Late to the table: diversification of tetrapod mandibular biomechanics lagged behind the evolution of terrestriality

The origin of digit-bearing tetrapods in the Middle to Late Devonian (ca. 393-360 Mya) and their subsequent invasion of land represent a classic case of a major evolutionary radiation driven by new ecological opportunities. In this and other examples, exploration of new eco-space is hypothesized to correlate with functional innovation and adaptive divergence of phenotypes. Simultaneous changes in all morphofunctional systems are rare in major evolutionary transitions and may be non-existent. Here, we focus on the mandibles of early tetrapods and their kin as a model system to test whether shifts in functional innovation were coeval with some major events in tetrapod history. To this end, we quantified mechanical variation in the mandibles of tetrapodomorphs ranging in age from Early Devonian to earliest Permian. Biomechanical disparity is stable from the Devonian to the Early Pennsylvanian, even though the origin of weight-bearing, digited limbs, and the initial phases of the colonization of land occurred during this interval. An appreciable increase in functional variation is detected in the latest Pennsylvanian and earliest Permian, when stem and crown amniotes began to explore new regions of mechanical morphospace, a pattern partly attributable to the origin of herbivory. We find no difference in the rate of functional change between tetrapodomorph "fish" and early digited tetrapods, although two independent shifts are detected among Devonian stem tetrapods more crownward than Acanthostega. Instead, the most profound shifts in evolutionary rate are nested well within the tetrapod crown and are associated with amniotes (particularly diadectomorphs and some synapsids). The substantial temporal gap between the origin of postcranial features associated with terrestriality, such as limbs with functional elbow/knee and wrist/ankle joints capable of weight-bearing, and the onset of divergence in jaw biomechanics provides a compelling example of "functional modularity" during a major adaptive radiation.

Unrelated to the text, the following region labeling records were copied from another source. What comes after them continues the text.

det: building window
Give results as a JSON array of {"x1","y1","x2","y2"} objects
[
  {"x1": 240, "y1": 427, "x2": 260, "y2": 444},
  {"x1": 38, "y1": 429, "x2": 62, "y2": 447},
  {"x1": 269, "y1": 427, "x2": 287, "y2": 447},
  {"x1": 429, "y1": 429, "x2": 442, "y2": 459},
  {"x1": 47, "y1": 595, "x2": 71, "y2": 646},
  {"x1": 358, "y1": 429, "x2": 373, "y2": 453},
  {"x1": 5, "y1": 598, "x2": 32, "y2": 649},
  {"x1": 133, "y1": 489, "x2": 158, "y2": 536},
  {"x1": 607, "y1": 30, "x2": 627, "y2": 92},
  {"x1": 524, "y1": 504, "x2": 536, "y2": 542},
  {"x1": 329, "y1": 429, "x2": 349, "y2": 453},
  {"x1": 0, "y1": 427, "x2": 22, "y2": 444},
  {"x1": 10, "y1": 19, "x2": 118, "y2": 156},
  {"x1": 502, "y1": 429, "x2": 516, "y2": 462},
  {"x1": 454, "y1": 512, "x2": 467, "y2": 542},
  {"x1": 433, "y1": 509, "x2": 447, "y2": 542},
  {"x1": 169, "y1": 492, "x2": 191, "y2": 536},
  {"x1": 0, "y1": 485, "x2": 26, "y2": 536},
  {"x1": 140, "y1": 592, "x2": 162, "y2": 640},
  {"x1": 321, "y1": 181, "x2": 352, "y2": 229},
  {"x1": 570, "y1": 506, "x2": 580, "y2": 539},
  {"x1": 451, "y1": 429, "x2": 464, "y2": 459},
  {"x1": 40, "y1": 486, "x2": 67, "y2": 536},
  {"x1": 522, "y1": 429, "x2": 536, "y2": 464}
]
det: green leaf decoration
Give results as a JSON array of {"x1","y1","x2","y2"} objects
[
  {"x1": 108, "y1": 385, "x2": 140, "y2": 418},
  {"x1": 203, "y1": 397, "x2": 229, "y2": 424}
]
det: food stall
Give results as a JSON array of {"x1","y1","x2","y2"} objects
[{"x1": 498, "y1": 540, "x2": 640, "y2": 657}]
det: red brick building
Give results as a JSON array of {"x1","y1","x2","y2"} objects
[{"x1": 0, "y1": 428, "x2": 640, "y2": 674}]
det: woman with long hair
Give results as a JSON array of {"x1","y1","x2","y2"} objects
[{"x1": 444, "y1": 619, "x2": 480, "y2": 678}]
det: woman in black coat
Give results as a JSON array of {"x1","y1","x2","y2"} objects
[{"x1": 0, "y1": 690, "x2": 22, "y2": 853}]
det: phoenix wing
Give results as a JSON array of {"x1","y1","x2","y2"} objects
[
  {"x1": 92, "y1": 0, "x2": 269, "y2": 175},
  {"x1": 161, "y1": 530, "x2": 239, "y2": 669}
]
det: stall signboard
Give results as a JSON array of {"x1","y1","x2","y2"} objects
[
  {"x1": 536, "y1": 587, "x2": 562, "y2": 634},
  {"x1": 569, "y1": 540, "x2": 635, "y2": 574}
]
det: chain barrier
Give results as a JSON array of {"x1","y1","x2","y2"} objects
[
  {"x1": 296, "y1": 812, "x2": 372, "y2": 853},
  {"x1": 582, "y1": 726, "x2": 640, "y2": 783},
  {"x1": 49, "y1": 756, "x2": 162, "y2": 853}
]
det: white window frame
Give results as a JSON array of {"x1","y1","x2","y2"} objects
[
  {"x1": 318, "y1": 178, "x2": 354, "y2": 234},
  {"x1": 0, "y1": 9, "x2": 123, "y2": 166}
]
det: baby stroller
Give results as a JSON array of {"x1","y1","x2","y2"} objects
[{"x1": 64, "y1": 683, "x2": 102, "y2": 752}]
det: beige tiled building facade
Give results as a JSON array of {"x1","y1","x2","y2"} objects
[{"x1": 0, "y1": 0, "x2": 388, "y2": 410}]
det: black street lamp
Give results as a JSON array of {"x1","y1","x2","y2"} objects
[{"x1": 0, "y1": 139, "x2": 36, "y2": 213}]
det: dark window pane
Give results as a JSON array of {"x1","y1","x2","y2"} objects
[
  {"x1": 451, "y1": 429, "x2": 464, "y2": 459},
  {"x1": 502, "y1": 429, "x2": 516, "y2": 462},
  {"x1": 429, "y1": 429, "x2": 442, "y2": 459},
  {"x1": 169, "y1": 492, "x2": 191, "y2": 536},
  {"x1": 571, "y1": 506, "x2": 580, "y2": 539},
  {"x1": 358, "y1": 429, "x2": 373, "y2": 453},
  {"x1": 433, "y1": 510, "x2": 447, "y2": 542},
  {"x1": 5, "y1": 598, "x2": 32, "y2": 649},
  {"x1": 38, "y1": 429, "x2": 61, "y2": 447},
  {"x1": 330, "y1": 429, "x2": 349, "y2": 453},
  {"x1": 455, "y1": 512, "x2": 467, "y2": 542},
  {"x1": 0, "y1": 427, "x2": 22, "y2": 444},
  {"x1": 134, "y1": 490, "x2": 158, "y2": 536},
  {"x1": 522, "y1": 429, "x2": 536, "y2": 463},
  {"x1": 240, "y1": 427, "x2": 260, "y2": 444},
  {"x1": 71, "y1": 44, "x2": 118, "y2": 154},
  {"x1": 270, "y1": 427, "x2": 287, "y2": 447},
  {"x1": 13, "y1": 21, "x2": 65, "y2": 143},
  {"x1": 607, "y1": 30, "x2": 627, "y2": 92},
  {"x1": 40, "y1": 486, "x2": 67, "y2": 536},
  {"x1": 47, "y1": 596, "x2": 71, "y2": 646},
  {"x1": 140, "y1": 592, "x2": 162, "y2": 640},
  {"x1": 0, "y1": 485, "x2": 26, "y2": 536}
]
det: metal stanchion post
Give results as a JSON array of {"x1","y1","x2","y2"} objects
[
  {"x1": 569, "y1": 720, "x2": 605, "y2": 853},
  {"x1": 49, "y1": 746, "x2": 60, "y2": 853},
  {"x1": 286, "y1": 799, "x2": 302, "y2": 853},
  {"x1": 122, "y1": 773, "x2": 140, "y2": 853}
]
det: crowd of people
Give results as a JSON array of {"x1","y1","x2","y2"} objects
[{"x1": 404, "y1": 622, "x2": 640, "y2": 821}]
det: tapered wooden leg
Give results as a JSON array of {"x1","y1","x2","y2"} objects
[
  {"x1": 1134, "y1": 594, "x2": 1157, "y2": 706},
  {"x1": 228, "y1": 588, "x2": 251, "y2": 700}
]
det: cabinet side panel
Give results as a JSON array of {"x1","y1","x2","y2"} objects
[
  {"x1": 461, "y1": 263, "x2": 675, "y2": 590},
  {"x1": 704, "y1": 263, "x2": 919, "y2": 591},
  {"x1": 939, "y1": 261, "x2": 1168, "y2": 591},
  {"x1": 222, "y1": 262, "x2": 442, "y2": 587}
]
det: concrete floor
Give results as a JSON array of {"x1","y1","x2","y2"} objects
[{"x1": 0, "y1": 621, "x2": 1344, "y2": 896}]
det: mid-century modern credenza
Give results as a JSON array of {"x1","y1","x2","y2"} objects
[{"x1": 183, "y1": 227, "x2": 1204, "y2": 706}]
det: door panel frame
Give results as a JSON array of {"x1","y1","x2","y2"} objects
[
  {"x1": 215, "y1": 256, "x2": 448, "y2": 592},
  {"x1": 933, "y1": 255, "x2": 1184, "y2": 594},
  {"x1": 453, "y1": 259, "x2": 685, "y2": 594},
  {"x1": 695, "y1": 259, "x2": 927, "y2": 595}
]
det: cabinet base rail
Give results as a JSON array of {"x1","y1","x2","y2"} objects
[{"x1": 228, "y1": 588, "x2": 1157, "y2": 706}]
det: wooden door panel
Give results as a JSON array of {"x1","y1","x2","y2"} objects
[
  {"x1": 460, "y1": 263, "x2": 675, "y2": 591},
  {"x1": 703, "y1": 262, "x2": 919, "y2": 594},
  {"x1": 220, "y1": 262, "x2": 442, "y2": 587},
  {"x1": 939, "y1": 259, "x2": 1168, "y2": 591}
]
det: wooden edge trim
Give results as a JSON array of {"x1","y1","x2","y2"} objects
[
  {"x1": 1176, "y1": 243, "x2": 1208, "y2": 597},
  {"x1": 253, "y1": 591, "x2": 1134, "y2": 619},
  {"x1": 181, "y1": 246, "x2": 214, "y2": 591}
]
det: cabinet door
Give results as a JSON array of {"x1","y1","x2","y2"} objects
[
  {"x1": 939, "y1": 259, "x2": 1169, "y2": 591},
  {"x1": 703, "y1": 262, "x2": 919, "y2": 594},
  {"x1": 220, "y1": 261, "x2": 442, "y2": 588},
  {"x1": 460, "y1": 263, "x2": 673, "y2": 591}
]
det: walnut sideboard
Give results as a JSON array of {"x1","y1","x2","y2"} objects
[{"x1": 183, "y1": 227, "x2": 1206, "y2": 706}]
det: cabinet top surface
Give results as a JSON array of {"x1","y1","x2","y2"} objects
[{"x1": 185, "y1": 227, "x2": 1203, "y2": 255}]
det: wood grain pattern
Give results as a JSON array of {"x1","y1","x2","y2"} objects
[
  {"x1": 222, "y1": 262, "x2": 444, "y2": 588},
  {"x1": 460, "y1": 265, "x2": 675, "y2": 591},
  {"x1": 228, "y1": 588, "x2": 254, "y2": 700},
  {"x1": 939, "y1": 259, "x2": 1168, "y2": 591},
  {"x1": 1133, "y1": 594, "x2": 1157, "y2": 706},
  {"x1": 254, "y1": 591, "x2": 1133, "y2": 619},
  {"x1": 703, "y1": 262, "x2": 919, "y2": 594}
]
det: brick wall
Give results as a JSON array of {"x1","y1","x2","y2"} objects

A marine stem-tetrapod from the Devonian of western North America

The origin of terrestrial vertebrates represents one of the major evolutionary and ecological transformations in the history of life, and the established timing and environment of this transition has recently come under scrutiny. The discovery and description of a well-preserved fossil sarcopterygian (fleshy-limbed vertebrate) from the Middle Devonian of Nevada helps to refine and question aspects of the temporal and anatomical framework that underpins the tetrapod condition. This new taxon, Tinirau clackae, demonstrates that substantial parallelism pervaded the early history of stem-tetrapods, raises additional questions about when digited sarcopterygians first evolved, and further documents that incipient stages of the terrestrial appendicular condition began when sarcopterygians still retained their median fins and occupied aquatic habitats.